Brent crude oil prices are witnessing a moderate rise as the week begins, with the cost per barrel currently near $78.40. This upward trend is primarily influenced by the evolving outlook on energy demand. Recent macroeconomic data have cast some doubts on future demand, somewhat offsetting factors previously buoying prices, such as tensions in the Middle East.
Currently, Brent crude seems poised for a phase of consolidation within a specific price range. Despite some existing downward pressures, the ongoing geopolitical tensions in the Red Sea and the Gulf of Aden are maintaining a significant risk premium in crude oil prices. Market dynamics are also reflected in the backwardation between the current Brent price and its six-month futures, suggesting an anticipation of potential future oil supply limitations.

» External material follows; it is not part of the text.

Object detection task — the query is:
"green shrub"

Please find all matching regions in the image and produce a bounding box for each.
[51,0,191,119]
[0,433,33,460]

The H4 chart for Brent indicates a recent rise to $79.74, followed by a correction to $78.06. It’s likely that a tight consolidation range will form above this level today. A break above this range could signal a growth trajectory towards $80.00, and potentially higher to $81.84 as a local target. The MACD indicator, with its signal line positioned above zero, supports the likelihood of continued growth.
On the H1 chart, a correction phase appears to have concluded. The price may start ascending towards $79.79. Following this, a new consolidation phase around this level is anticipated. An upward breakout from this range could propel the price further to $81.84.
This outlook is reinforced by the Stochastic oscillator, indicating a signal line trajectory from above 20, aiming towards 80.